ほんの1分もかからなかっただろう。しかし私には数時間にも感じられる沈黙を経て、彼女は厳かに宣言した
「トライデントの落下目標地点は聖都サザン、落下まであと4時間半です」
「4時間半か・・・・・・」
「ティナさんのデータによればトライデントはブースターが装着されており、通常8つ搭載されている核弾頭は2つに減らされていました。他は軽量のダミー弾頭です。これは着弾距離を増やす為と判断します。トライデントのカタログデータからの射程距離、大幅に軽量化された弾頭、ブースターロケットのエンジンデータから推測して弾頭を重力脱出速度まで加速することは可能です。またトライデントに残されていたトランスポンダからの信号や残されている軌道計算のデータから三週目で落下体制に入ります。この世界は重力係数と地平線までの距離からほぼ地球と同じサイズの天体と推定できます。よって地球の衛星軌道での周回速度から一周90分として3周にかかる時間は270時間、つまり4時間半です。ティナさんから頂いたトライデントのデータも落下地点は3周目でここ聖都サザンに戻るように正確に計算されています。」「自爆、あるいは不発に終わったトライデントはどうなった? トライデントは複数在ったように思うが?」
「存在していたトライデントは6発、内3発がロケットの点火ミスからリフトオフに失敗、さらに2発はロケットの不調により予定軌道の投入に失敗、自爆。予定周回軌道に乗ったのは1発です。リフトオフに失敗したトライデントですが、トライデントの直下に出来た空間に飲み込まれました。作り出された空間はトライデントを飲み込むと同時に空間ごと消滅しました。その後のサイロ崩壊音から解析して、その穴そのものが既に存在していません。異世界にでも繋いでいたのでしょうか・・・・・・おそらくミカエルが作り出した緊急用の安全装置だったと考えられます。また、軌道投入に失敗して自爆したトライデントですが、アポジ点(楕円軌道最遠点)での爆発です。放射性物質による汚染は無視できます。ゆえに、問題とすべきは楕円軌道へ無事に投入され迫りつつあるトライデント1基のみです」
「ティナ、外部からのクラッキングは現状で可能?」
「以前にもお話しましたが、地球のように中継基地があるか衛星軌道まで電波が届く大出力通信設備があれば話は別です。しかし今の私達ではトライデントにアクセスする方法はありません。せめて電力さえ十分なら迎撃の可能性はあるのですが」おそらくティナの最後の切り札、8Gevの放射光から作り出す大出力レーザーでの迎撃を念頭に置いているのだろう。しかし、あの放射光を作り出すには豊富な電力が必要だ。このファンタジー世界でそんなものを求めるのはサハラ砂漠で水を求めるのに等しいだろう。打つ手が無いという絶望感に捕われそうになる思いを必死に振り払う。ふと、ガーム老のことが気になった。彼らは現在の状況を把握しているのだろうか? そこへクレインがレイナに声を掛けた。
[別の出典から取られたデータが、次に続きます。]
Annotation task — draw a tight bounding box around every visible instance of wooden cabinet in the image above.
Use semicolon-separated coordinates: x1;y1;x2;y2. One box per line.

「レイナさん、その「とらいでんと」ってのは落ちてくる様子、分かるかのぉ」
「それは可能です。ですが非常に高いところを超高速で飛びますから並みの方法で叩き落すのは非常に困難ですよ。」
「なに、落ちてくる寸前なら叩き落すことも可能じゃろうて」
「超高空から落ちてくるミサイルをどうやって叩き落とすんですかっ!」
「我に策あり、だ。急いで戻るぞ!」弾かれるように馬車に飛び乗るガーム老とクレイン。私達も慌てて他の馬車にのり、彼らを追ったのだった。